A predominant factor for women to be involved in violent extremism is economic grievance and poverty. Many women who have joined Al-Shabaab are primarily from poor areas. These women are coerced into joining extremist organisations as fighters or informants, on the pretext of securing job opportunity. The terrorist outfits purposefully create a situation where access to resources is denied, rendering the people with no choice but to join the outfit as a means to provide for livelihood. Besides, the involvement of their family members and friends in such groups also adds to the pressure. Corruption and lack of political capacities to provide for the people frustrates the local population to join terrorist groups to punish the government and state forces.

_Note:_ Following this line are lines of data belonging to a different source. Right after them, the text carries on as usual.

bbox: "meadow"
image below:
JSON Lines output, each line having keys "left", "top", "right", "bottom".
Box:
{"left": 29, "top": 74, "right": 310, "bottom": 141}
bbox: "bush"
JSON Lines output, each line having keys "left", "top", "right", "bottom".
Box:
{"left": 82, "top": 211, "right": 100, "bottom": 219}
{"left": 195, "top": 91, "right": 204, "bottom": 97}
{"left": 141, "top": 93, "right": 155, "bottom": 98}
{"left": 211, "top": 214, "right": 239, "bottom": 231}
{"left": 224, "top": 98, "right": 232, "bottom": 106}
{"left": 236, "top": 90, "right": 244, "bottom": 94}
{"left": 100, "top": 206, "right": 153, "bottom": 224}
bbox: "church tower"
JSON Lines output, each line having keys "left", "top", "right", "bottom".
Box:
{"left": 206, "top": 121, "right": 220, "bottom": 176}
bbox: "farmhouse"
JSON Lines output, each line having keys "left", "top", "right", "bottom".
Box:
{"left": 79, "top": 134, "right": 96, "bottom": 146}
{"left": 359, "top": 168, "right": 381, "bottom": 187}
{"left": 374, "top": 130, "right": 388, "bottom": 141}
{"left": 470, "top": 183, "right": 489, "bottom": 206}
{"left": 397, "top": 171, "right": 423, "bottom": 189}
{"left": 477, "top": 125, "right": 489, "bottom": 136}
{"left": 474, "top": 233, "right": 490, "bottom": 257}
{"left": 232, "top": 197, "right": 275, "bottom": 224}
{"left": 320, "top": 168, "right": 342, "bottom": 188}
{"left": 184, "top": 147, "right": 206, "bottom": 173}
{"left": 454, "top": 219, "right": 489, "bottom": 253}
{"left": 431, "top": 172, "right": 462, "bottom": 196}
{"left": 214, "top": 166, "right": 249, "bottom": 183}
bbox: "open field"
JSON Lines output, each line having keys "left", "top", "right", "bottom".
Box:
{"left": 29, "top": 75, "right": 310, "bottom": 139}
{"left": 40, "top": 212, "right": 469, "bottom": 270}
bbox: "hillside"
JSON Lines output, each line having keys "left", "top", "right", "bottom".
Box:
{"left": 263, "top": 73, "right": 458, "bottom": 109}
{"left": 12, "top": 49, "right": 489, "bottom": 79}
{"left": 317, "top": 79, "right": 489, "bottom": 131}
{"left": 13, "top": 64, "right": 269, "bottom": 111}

Of the several case studies in Africa to understand the role of women in terrorism, security trends in Western Africa and the Sahel provide compelling insights. The region surrounding northern Mali and bordering Niger and Burkina Faso is plagued with multiple violent extremist outfits, including Islamic State affiliate–Islamic State in the Greater Sahara (ISGS), AQIM, Jama’a Nusrat ul-Islam wa al-Muslimin (JNIM) and others.

The Islamic State has been openly receptive to including women into the rungs of its organisation and it even has a separate female brigade, ‘Al Khansaa Brigade’. The AQIM, on the other hand, has indulged in the practice of ‘jihadi brides’ and encouraged its members to marry the locals to gain local support.

One dimension of this linkage is that jihadist leaders marry women of the local communities, thus securing a sense of safety, support and belongingness to the people. A classic example is the case of AQIM leader, Mokhtar Belmokhtar, who married four women from Tuareg and Arab Berabiche communities to ‘expand his network of influence’.